Register the death and find the will
The first step is to register the death. In England, Wales and Northern Ireland, this usually needs to be done within five days, while in Scotland it is eight days. Families should also order several official copies of the death certificate, as banks, insurers, pension providers and other firms may need to see one before they can close accounts, transfer policies or process claims.
The next priority is to find out whether there is a valid will, and who has been named as executor. Ian Futcher, financial adviser at Quilter, says: “In the immediate aftermath of a death, the priority should be to notify key institutions and secure an overview of the deceased’s financial position.”
Notify banks, insurers and pension providers
Once the immediate paperwork is underway, families should start notifying financial providers. “Families should begin contacting banks, pension providers, insurers and any investment firms to notify them of the death,” says Futcher. “Some organisations may have a ‘tell us once’ service, where if you have multiple accounts with a business then you only have to go through the process once. This step should freeze accounts, helping prevent fraud or unauthorised access.”
Make sure to check through paperwork and online accounts where possible to ensure you have covered all the known providers you need to contact.
Build a list of assets and debts
Executors will need to understand what the person owned and what they owed. That may include current accounts, savings, investments, pensions, property, vehicles, jewellery, valuables, credit cards, loans, mortgages and unpaid bills. Doing this early will help avoid delays later, though it is clearly a tough job, particularly if the deceased job-hopped or did not openly explain their financial positions.
“It is also important to establish a clear list of assets and liabilities early on,” says Futcher. “This forms the foundation for the probate process. One of the most common issues is failing to locate all accounts and policies. It is not unusual for individuals to hold multiple pensions, old workplace schemes or smaller savings accounts that can be overlooked.”
Check pensions, life insurance and work benefits
Pensions and life insurance can be especially important because they may provide money to beneficiaries outside the estate. Futcher says: “With pensions, it is important to check nominated beneficiaries and whether expression of wish forms are up to date, as this can significantly influence how benefits are distributed. Life insurance policies should be identified and providers contacted promptly, as these can provide an early source of funds. In addition, employers may offer death-in-service benefits or other support, which can sometimes be overlooked if families are unaware they exist.”

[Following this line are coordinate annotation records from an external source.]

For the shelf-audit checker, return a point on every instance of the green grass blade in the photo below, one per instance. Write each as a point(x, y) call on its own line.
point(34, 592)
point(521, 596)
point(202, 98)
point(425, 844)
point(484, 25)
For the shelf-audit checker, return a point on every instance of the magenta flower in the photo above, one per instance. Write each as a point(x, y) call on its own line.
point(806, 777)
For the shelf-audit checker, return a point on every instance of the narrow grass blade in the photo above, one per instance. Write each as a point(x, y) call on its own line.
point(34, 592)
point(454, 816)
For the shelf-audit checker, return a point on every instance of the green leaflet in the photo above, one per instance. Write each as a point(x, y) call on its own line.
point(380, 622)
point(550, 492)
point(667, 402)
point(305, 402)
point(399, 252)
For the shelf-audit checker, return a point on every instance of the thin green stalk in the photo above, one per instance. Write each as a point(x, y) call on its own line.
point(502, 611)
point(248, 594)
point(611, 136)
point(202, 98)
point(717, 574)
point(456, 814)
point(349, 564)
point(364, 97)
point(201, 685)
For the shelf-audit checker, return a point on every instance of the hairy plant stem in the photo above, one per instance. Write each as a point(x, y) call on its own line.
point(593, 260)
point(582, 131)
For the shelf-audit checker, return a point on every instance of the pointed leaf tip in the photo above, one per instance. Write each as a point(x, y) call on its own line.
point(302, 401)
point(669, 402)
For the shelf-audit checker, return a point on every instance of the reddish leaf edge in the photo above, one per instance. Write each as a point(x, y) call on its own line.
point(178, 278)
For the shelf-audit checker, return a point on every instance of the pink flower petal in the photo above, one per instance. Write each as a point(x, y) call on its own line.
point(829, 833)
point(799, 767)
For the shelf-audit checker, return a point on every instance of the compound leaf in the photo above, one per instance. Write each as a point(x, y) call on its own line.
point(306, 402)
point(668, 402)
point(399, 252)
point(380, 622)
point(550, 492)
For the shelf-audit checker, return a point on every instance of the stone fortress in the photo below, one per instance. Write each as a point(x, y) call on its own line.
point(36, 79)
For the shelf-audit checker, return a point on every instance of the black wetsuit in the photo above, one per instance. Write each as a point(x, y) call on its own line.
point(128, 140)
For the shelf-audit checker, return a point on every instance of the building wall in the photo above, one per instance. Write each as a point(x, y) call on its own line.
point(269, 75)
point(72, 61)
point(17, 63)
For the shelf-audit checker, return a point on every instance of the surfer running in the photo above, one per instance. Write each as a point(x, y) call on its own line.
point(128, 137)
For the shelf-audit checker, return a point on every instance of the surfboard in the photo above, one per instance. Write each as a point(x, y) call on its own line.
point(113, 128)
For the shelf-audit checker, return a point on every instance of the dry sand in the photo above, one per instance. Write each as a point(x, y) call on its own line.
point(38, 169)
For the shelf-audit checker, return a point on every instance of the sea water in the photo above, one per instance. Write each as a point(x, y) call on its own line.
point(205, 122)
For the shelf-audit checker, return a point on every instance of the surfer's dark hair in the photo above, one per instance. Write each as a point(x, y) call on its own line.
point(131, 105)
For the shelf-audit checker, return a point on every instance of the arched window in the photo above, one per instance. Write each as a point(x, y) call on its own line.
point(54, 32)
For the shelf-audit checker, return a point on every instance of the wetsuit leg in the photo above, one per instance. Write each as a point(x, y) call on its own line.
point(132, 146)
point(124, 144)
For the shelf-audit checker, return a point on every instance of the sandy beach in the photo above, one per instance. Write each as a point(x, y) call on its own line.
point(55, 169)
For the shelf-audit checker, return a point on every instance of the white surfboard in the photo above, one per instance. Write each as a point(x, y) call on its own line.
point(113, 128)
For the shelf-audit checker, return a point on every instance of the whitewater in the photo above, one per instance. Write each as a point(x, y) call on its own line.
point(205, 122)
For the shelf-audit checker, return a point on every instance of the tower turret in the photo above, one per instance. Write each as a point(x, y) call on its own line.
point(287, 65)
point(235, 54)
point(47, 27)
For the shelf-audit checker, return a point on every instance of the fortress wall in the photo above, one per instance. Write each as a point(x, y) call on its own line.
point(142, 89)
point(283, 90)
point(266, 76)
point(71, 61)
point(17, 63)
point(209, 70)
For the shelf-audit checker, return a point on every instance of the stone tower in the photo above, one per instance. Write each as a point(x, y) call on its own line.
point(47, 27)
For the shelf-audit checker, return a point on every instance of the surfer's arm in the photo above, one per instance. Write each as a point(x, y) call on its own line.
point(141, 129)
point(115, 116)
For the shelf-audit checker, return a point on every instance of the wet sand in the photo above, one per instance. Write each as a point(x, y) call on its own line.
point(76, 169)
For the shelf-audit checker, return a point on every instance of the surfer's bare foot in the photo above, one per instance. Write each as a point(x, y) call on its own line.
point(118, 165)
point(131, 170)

Home, bills and direct debits – and don’t ignore debts
“Empty properties can present both financial and practical challenges,” says Futcher. “Insurers may impose restrictions on cover if a home is left unoccupied for a prolonged period, so policies should be reviewed and the insurer notified where necessary. At the same time, it is important to keep essential bills, such as utilities and insurance, up to date to protect the property. Meanwhile unnecessary direct debits can be identified and stopped to avoid ongoing outgoings.”
It is also vital that executors make a list of debts, including mortgages, loans, credit cards, overdrafts and unpaid household bills, and tell creditors that the person has died. Futcher says: “Outstanding debts should be logged early. These will need to be settled from the estate, but creditors should be informed of the situation to avoid unnecessary pressure during what is already a difficult moment.”
Families should also be aware that probate can take time, which may create short-term cashflow problems. Futcher adds: “People also often underestimate how long probate can take, which can lead to short-term cashflow issues, particularly when it comes to covering funeral costs or ongoing household expenses.”
Keep clear records
Good record-keeping can make a difficult process far easier, particularly if there are several beneficiaries or a more complex estate. “Families and executors should retain copies of all correspondence, statements, valuations and receipts, particularly those relating to account closures and estate expenses,” says Futcher. “It is also helpful to keep a clear audit trail of decisions made and actions taken. This not only supports the probate process but can help avoid disputes later, particularly where estates are more complex or involve multiple beneficiaries.”
While many families avoid talking about death and money, having basic information in one place can save relatives months of stress. Futcher adds: “Having an organised record of assets, liabilities and communications ultimately makes what can be a complex process more manageable. Ideally, much of this would begin prior to any death occurring. A lot of the pain and time can be reduced if families speak with one another, understand the estate, what money is where and where the person would like that money to go.”